The day after my viva, the emptiness – a natural movement towards a need to integrate. I got offered a post-doctorate position. It was quite the “fiery trial” that Hill describes, but it was not easy staying in Eastbourne: I was pleased to land a research position, but less keen on staying in the town where I had been experiencing the pain of loneliness. I threw myself in to the structure of academia: that structure held me, contained me – a life typifying the static masculine. No coincidence that I was surrounded by males: no surprise in an ego world of sport and science. I overcame my loneliness by becoming “one of the lads”.

It is interesting for me to be sitting here writing these words and reflecting on the 20 years. Hill’s model is helping me shape that journey. It is helping me understand how the past 20 years (well, perhaps 15 years as I wobbled out of the static masculine polarity via a career shift to semi-professional sport both as an athlete and then coach) have had me move toward the dynamic feminine. I’m in that territory now, mid-life. A client said to me this morning “I’m realising that I needn’t be anxious in all of this uncertainty, I could get excited instead” – goodness, that jolted me! Yes, it COULD be. The anxiety that often comes up in moments of experiencing space, not-knowing – it is also a world of potential.
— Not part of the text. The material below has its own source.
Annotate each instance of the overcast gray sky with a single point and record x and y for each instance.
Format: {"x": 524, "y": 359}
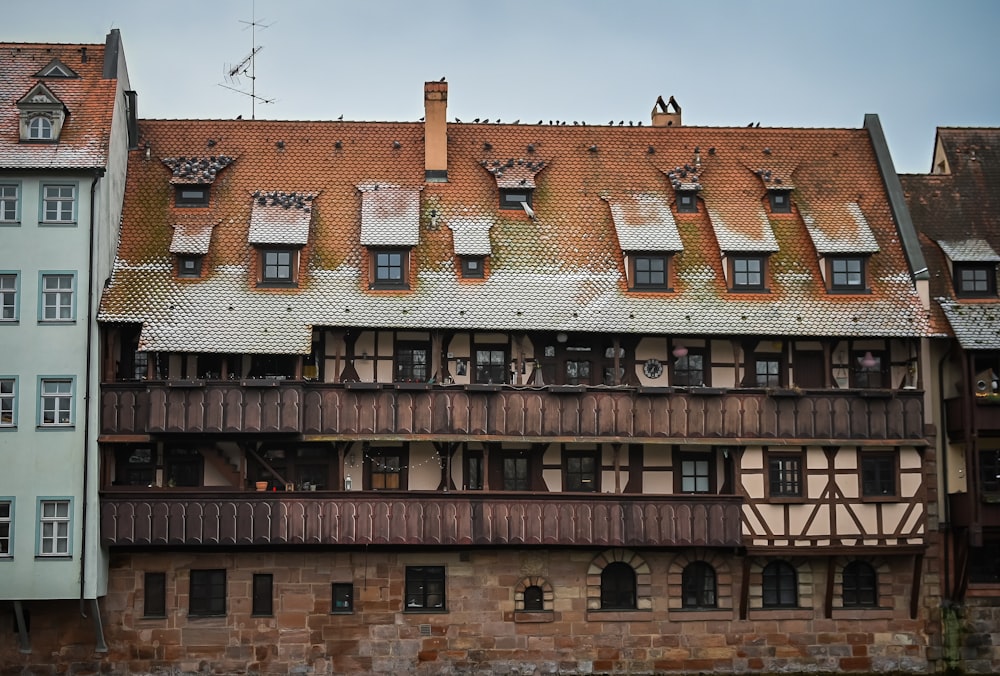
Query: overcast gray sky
{"x": 918, "y": 64}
Dr C to beAt the weekend, I attended a teaching in Brighton with Dzigar Kontrul Rinpoche – a much respected teacher in the Tibetan Buddhist Njingma lineage. He has been coming to Brighton annually to present the text “The Way of the Bodhisattva”, and this year’s focus was on Chapter 9 (out of 10), the paramita of “Wisdom”. These are the teachings on the View in Buddhism – to gain insight and glimpse the experience that no-thing has inherent existence. “Non-self” or the teachings on emptiness get a bad press – rather than pointing to “we don’t exist”, the View is actually pointing to “we don’t exist in the way we think we do” i.e. we are not separate and solid entities, but rather interconnected and fluid. Taking this in alongside “20 years and change”, I remembered another photo of me – again, another 20 years or so back. Still “Helen” but not the same. I have often felt sadness when I have looked at this photo of me – the innocence in concert with my presently held knowledge of what this little girl would have to go through in order to become an adult: to separate, integrate and now individuate. However, I look at this picture today and I understand there can be no other way: what other purpose in life but to unravel what it is to be human?

Writing blog posts such as this come from my Bodhisattva intention – in sharing my experience of unfolding, I hope that others might be encouraged to do something similar – to risk change, the fiery trials, the dark nights of the soul. I know my spiritual and psychotherapeutic paths have been invaluable in this; as have those mentors and friends who have accompanied me…and those who will in the future unfolding. Because this journey is not done!